At the age of 2, James V. Luck Jr., MD, recalls adding two important words to his vocabulary: orthopaedic surgeon.

"I think that once I could pronounce the words—mostly because I was so proud of the fact that’s what my father was—I knew that’s what I wanted to be," says the son of the late J. Vernon Sr., MD, the 1961 Academy president. "My career goal never really varied from that."

"My father’s study was a hodgepodge of various reconstructive orthopaedic devices," he fondly recalls. "He had a variety of dry cadaver bones he was working on to try to develop better fixation devices for fractures of the proximal femur and on developing a hip prosthesis. He also had reams and reams of paper from the book he was writing, Bone and Joint Diseases. All of this was intriguing to me."

One of the young boy’s fondest memories was when his father was working on the prototype for the Luck Bone Saw. "He had me operate the power switch," he recalls. "It was a great thrill for me because I was 4 or 5 years old. Mother had a table that had uneven legs and dad said he’d ‘even it up’ by trimming off one of those legs with his invention. Suddenly, I saw the saw jump, grab his pants and go up his leg. Because I still had my hands on the power switch, father was yelling, ‘turn if off.’ I didn’t until he gave me a swift kick."

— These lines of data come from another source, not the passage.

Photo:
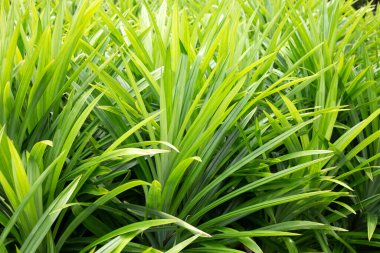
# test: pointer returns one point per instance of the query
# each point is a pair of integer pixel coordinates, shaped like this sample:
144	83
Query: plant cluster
189	126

Dr. Luck, Jr., emulated his father in almost every way. They spent most of their careers at the Orthopaedic Hospital in Los Angeles practicing together from 1974 to 1985 and also worked on research projects related to bone tumors and osteoarthritis.

When orthopaedist Robert F. Smith, MD, saw signs that his teenage daughter, Stacia, had an interest in medicine—after getting her emergency medical technician (EMT) certificate while serving as a volunteer fireman in town—he realized, "that gave Stacia an avenue to the hospital." And it was also a great opportunity for him to mentor.

Stacia Smith, MD, got early exposure to medicine with her father, Robert F. Smith, MD, and followed him into orthopaedics.

"In those days, the hospitals used physician assistants," explains the elder Dr. Smith, who in 1968 was the only orthopaedist in Mount Vernon, Wash. (he retired last December). "But beyond that, we actually were using EMTs to assist in surgery, so we had people of varying medical training and backgrounds. I got her [Stacia] hospital privileges so she could assist in surgery for a couple of summers. She also worked at my office and that gave her an exposure and knowledge base so that she had some medical background."

The 39-year-old Dr. Smith admits that "parental influence" came into play in medical school after she told her father she planned to go into a different surgical specialty. "My father talked me into going into orthopaedics because it was very rewarding, had better outcomes and he actually had made a significant impact on people," she recalls. In 1995, she joined her father’s practice.

K. Robert Lang, MD, and daughter, Kaärstan Lang, MD, share the love of orthopaedics at their Mount Vernon, Wash. practice

A few years later, this father- daughter team welcomed Kaärstan Lang, MD, and K. Robert Lang, MD, to their practice—giving them a one-of-a-kind dual father-and-daughter status in Mount Vernon. They are part of a six member orthopaedic team.

The father recalls his daughter always had an "abiding interest" in orthopaedics. "I knew she was destined to be an orthopaedic surgeon when I did a fellowship with Sir John Charnley in England and she spent her time outside that glass theater watching us do joint replacements, he says. "Not many 16-year-old-kids would have loved that experience—but she did."

Says the 39-year-old Dr. Lang, "Orthopaedics had fun toys and everybody was having a good time—I just fell in love with it and it cemented my desire to follow in my father’s footsteps."